Bien sûr, des défauts, il y en a. On a déjà vu que certains éléments du parcours de Han et que le méchant n'allaient pas. Idem pour la musique moins imperrissable de John Powell que celle de Michael Giacchino pour ''Rogue One'' : même si on a, ce qui est rare dans un Star Wars des choeurs entièrement féminins pour évoquer Enfys Nest. Deux autres petits bémols : certains protagonistes meurent trop vite, ce qui nous empêche d'être autant ému que dans (encore lui) ''Rogue One''. Mais le bémol principal : c'est bien entendu l'humour. Star Wars a toujours eu un humour inégal : le pompon atteint avec les blagues lourdingues du 7 et 8 (parfois pire que Jar Jar Binks lui-même). Ici, fort heureusement, l'humour est atténué par la noirceur de la relation entre les protagonistes. A ce sujet, sans vouloir défendre cet acte de censure évident, Kathleen Kennedy a sans doute eu raison de virer Phil Lord et Christopher Miller qui faisait du film une comédie. Or, c'est justement le fait qu' il y ait une dose limitée d'humour et de punchline qui fait que ''Solo'' n'a pas à être comparé à un Marvel. La désinvolture qui plombait tout les enjeux des ''Gardiens de la galaxie'' (James Gunn, 2014) ne se retrouve heureusement pas là.

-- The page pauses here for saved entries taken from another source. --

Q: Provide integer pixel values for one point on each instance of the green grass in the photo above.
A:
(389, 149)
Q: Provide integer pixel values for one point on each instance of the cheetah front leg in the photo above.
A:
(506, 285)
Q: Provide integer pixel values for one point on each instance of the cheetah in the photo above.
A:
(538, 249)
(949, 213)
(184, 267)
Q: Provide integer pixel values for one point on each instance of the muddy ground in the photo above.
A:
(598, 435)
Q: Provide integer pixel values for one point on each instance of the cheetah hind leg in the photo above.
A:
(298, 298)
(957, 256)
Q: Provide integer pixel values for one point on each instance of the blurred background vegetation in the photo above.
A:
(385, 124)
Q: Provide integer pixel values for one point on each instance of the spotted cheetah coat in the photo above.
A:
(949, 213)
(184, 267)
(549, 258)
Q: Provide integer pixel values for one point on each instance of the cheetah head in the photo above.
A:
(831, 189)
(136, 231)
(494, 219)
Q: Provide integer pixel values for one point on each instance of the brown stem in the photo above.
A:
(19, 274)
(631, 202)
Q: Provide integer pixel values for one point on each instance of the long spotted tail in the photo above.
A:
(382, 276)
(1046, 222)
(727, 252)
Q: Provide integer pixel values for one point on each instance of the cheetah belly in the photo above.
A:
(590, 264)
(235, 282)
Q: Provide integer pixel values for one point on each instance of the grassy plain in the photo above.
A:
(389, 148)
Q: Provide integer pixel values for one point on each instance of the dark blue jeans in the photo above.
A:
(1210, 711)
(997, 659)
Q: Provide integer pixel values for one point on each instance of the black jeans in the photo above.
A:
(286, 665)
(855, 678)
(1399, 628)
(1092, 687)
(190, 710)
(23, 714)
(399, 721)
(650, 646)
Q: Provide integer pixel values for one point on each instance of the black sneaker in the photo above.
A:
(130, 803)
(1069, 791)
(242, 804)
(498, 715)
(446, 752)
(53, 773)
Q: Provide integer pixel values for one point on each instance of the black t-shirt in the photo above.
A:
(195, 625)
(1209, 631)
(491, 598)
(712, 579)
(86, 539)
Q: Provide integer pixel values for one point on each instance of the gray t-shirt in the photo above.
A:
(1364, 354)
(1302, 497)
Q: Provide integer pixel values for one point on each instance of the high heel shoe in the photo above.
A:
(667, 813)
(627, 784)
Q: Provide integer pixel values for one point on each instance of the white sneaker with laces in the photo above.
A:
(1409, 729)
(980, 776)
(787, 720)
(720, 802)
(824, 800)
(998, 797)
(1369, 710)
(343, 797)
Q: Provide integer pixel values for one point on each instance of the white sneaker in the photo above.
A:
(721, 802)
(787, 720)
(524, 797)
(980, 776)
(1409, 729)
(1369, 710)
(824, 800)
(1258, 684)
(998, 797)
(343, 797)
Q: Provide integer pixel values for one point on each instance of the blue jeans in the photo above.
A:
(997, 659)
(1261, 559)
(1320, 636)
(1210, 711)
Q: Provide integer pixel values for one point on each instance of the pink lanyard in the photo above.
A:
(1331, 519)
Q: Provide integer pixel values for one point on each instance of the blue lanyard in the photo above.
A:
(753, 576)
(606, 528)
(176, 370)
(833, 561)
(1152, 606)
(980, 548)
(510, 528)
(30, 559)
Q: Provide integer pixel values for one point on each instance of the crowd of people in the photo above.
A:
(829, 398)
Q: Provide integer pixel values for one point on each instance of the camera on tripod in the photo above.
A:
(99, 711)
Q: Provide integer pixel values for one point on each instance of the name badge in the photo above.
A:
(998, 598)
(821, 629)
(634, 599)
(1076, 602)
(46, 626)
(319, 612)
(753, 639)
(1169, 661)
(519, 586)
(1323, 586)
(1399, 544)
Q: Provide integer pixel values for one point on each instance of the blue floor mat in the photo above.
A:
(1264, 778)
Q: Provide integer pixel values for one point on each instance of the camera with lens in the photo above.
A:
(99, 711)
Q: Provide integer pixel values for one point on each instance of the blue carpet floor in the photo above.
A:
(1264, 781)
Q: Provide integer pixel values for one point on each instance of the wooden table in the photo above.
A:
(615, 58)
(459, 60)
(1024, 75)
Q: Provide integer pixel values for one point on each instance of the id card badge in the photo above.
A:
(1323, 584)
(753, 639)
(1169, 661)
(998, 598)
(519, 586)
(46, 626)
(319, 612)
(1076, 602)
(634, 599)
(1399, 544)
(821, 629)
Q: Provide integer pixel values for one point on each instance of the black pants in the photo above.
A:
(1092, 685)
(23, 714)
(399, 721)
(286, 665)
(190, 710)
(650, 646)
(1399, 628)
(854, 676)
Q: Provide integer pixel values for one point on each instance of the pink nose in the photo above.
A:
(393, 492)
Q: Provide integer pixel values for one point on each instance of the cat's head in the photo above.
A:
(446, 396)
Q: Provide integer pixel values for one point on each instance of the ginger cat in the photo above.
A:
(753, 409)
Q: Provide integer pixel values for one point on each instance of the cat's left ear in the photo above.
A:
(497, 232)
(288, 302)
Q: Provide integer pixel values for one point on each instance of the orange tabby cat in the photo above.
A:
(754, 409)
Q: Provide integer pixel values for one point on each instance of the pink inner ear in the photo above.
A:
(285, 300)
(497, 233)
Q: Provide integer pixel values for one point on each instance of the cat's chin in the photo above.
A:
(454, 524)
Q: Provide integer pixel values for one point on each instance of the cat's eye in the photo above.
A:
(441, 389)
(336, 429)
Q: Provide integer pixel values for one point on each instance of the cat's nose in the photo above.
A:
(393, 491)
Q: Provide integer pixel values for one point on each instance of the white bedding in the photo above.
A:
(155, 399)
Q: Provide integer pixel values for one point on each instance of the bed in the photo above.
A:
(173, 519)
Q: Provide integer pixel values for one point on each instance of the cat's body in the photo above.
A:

''Solo : A Star Wars Story'' est un film qu'on fnit par aimer ''comme ces enfants souffreteux à qui on donne d'instinct plus d'amour qu'aux biens-portants'' (pour citer Jacques Deray à propos de son film ''Le Solitaire''). ''Solo'' est un film souffreteux dans son projet mais est aussi rempli de bonnes idées. Soyons franc : ''Solo'' est moins bien que ''Rogue One'' d'accord, mais tellement mieux que ''Le Réveil de la Force'' et ''Les derniers Jedis''. Gardons espoir. Disney a les moyens de faire de bons Star Wars. Si on se méfie de ce que sera l'épisode 9 (hélas : retour de J. J Abrams), on attend avec impatience d'éventuels spin-off sur Boba Fett et sur Obi-Wan.